Reputacja: 1 xeper ma wspaniałą reputacjęxeper ma wspaniałą reputacjęxeper ma wspaniałą reputacjęxeper ma wspaniałą reputacjęxeper ma wspaniałą reputacjęxeper ma wspaniałą reputacjęxeper ma wspaniałą reputacjęxeper ma wspaniałą reputacjęxeper ma wspaniałą reputacjęxeper ma wspaniałą reputacjęxeper ma wspaniałą reputację
Bremont... Bremont...
Po jaką cholerę przyszło mi do łba, pchać się do Bremont. Trzeba było siedzieć na dupie w tej zarosłej chwastami dziurze, gapić się na dziewki i pomagać stolarzowi w pracy. Chociażby za strawę i miejsce do spania. Zawsze coś...
A teraz co mam? Kradzionego wałacha, co do tej pory wóz z kartoflami ciągnął, mokre plecy od tego cholernego deszczu i podejrzaną konfraternię, z którą jadę do Bremont.
Ale może tym razem się uda...

- W ogóle to po co my jedziemy do tego Bremont? - po raz chyba setny zapytał swoich towarzyszy. I chyba po raz setny nie spodziewał się jakiejkolwiek sensownej odpowiedzi. Po prostu Bremont było jakimś wyznacznikiem, celem do którego ta zbieranina przypadkowych postaci zmierzała. Nie wiedział po co tam jedzie – może po to aby udowodnić sobie, że tym razem się uda; że ta przygoda nie zakończy się nieszczęśliwie jak wszystkie poprzednie. Wspomniał tych, których zostawił za sobą: Janne w Pont Vanis, zezowatą Blinke w Górach Pustulskich, Bilbata i Kalista w Ban Glean. Nie. Tym razem na pewno będzie lepiej.

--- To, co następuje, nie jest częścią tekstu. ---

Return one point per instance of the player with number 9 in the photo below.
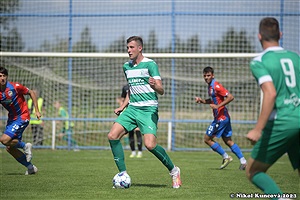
(277, 129)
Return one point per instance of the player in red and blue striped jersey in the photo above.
(12, 99)
(221, 125)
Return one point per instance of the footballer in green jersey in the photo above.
(277, 129)
(141, 109)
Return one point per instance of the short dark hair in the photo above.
(138, 39)
(3, 70)
(208, 69)
(269, 29)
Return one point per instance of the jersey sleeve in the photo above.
(21, 89)
(220, 89)
(259, 72)
(153, 70)
(124, 91)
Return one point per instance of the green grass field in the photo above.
(88, 174)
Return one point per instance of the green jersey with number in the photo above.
(141, 94)
(282, 68)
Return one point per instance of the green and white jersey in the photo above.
(282, 68)
(141, 94)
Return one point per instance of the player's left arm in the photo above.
(228, 97)
(35, 103)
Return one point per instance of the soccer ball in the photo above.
(121, 180)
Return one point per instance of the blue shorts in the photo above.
(220, 128)
(15, 129)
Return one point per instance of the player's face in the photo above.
(3, 79)
(208, 77)
(133, 50)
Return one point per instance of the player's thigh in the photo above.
(219, 128)
(116, 132)
(127, 119)
(14, 129)
(147, 121)
(150, 141)
(294, 150)
(273, 144)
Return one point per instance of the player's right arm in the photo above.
(269, 97)
(123, 105)
(204, 101)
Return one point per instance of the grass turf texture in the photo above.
(88, 174)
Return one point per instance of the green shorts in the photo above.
(274, 143)
(145, 118)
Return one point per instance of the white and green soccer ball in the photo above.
(121, 181)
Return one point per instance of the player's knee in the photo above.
(4, 142)
(150, 145)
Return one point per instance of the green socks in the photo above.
(117, 150)
(265, 183)
(161, 154)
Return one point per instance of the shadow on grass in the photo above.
(148, 185)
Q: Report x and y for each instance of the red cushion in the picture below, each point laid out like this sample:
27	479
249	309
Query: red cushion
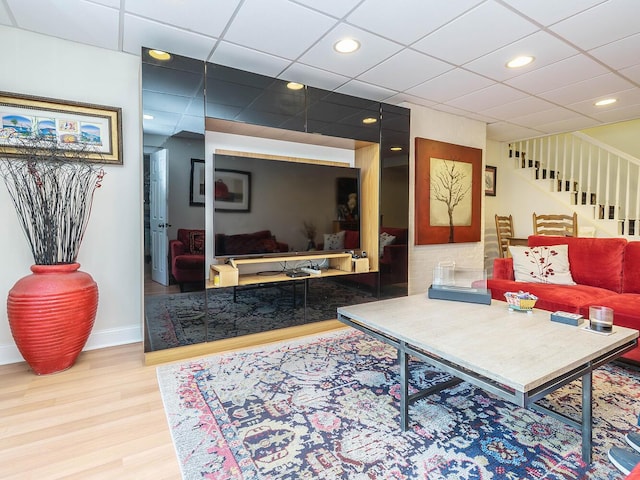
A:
593	261
401	234
351	239
631	274
568	298
196	242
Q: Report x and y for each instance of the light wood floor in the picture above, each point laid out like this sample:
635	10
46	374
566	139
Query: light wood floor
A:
101	419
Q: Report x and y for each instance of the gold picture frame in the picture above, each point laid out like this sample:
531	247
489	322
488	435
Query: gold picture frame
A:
69	123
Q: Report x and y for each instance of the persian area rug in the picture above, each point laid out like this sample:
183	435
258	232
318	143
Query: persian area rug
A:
182	319
326	407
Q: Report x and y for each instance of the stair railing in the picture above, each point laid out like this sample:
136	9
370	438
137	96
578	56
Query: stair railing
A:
594	174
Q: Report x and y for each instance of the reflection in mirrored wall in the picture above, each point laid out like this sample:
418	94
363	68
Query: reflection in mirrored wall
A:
174	211
361	201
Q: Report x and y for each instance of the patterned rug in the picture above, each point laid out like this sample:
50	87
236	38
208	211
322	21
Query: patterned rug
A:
179	319
326	407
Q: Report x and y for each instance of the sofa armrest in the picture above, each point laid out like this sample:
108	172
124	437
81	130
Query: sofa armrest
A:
503	268
176	247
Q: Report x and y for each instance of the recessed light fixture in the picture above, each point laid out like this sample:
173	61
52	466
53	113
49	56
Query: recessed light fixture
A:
605	101
159	55
520	61
346	45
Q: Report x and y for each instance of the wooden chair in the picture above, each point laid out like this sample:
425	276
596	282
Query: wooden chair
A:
504	230
562	225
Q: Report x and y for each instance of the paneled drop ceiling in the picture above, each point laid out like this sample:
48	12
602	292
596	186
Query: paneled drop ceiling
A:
445	55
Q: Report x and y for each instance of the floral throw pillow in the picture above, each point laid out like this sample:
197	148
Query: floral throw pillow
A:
196	243
334	241
542	264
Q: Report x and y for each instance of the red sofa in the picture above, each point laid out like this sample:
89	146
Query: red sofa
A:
186	257
606	272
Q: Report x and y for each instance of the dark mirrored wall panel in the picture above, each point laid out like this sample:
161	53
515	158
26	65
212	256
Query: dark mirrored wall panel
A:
344	116
174	191
394	198
255	99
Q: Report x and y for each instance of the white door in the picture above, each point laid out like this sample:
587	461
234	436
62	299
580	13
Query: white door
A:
158	188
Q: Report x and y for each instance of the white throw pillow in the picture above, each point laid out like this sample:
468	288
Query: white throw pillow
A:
385	239
334	241
542	264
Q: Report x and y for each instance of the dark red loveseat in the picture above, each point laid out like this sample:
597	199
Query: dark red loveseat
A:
606	271
186	256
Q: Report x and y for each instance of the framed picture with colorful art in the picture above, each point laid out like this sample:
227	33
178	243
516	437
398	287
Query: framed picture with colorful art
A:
96	129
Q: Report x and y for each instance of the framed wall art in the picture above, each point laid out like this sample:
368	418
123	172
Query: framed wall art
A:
448	192
95	128
490	180
197	190
232	190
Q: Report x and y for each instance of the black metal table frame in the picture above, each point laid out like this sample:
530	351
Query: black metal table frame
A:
522	399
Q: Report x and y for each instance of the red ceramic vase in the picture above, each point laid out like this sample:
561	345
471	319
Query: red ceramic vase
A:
51	314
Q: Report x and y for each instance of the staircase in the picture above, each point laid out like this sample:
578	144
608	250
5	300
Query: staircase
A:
599	182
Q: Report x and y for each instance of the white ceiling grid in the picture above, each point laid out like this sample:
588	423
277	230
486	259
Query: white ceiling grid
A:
449	56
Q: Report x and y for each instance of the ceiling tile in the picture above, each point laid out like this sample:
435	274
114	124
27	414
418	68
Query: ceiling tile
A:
386	73
546	49
243	58
373	50
625	99
469	37
558	75
449	85
335	8
375	15
548	12
145	33
632	73
567	125
210	20
360	89
74	20
517	107
602	24
315	77
492	96
591	89
621	54
504	132
534	120
287	33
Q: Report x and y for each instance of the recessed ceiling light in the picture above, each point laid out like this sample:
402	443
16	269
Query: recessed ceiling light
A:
606	101
520	61
159	55
346	45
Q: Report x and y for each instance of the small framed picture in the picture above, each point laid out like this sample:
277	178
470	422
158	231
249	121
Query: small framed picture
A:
232	190
490	181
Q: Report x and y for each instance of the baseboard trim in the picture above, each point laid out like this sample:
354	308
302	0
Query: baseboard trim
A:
110	337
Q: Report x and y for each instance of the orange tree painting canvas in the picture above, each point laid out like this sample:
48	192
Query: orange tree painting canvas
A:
448	192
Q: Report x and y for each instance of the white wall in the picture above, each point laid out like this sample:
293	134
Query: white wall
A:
444	127
112	248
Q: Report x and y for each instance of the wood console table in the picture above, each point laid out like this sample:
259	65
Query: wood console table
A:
241	272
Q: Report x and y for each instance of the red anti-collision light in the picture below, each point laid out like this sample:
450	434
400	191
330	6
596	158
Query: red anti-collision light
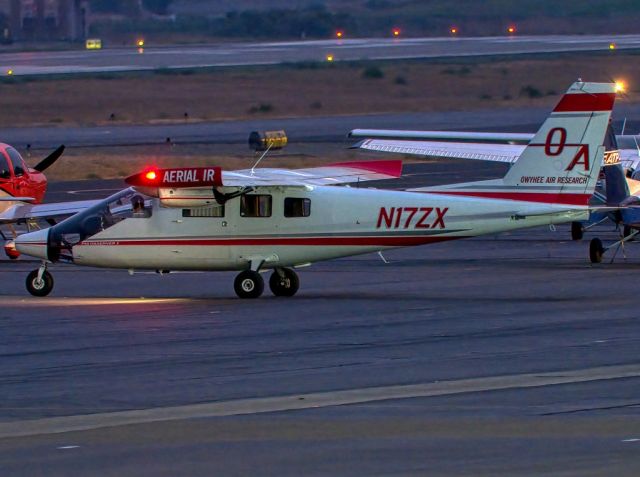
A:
177	177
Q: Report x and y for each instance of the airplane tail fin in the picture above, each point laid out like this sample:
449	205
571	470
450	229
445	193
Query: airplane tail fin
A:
562	162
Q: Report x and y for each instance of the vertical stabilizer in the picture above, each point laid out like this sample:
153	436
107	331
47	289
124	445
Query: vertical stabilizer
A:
562	162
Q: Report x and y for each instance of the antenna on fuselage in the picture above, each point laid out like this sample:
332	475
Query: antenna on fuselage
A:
261	157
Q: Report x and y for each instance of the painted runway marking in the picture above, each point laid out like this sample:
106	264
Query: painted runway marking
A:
57	425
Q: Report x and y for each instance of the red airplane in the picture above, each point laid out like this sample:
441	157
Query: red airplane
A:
20	185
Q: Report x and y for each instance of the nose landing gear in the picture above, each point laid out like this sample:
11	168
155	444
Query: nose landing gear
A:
40	281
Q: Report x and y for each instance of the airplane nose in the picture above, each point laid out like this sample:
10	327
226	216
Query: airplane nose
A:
34	243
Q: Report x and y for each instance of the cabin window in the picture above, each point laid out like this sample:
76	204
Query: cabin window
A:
16	161
297	207
255	205
4	167
210	211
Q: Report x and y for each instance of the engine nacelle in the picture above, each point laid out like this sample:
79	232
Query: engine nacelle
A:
263	140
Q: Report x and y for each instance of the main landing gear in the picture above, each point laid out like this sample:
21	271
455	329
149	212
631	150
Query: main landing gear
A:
40	281
597	250
283	282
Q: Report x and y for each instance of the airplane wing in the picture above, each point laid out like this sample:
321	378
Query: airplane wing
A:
23	211
11	198
332	174
460	150
460	136
629	158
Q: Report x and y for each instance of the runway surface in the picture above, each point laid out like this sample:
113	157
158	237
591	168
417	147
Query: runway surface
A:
238	54
316	129
497	355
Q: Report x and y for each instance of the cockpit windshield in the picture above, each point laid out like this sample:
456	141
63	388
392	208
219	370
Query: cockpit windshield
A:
123	205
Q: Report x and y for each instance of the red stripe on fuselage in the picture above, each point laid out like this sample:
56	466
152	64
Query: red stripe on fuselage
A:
539	197
583	102
381	241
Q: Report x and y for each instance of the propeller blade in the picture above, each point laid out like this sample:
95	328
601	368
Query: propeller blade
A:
50	159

Osiodłany koń bez jeźdźca wpadł pomiędzy nich. Wałach Herluffa, przezwany Ciapkiem, z powodu braku jakiegokolwiek lepszego miana, dla takiego czegoś, spłoszył się i stanął dęba. Herluff, który jeźdźcem był raczej miernym zwalił się w błoto gościńca.
- Kurwa mać – jęknął i zaczął ścierać z siebie mokrą maź. Wstał i jęcząc złapał Ciapka za uzdę. Nie wsiadł ponownie na konia. Wolał pozostać w jednym kawałku, wolno prowadził go za uzdę za oddalającymi się kompanami.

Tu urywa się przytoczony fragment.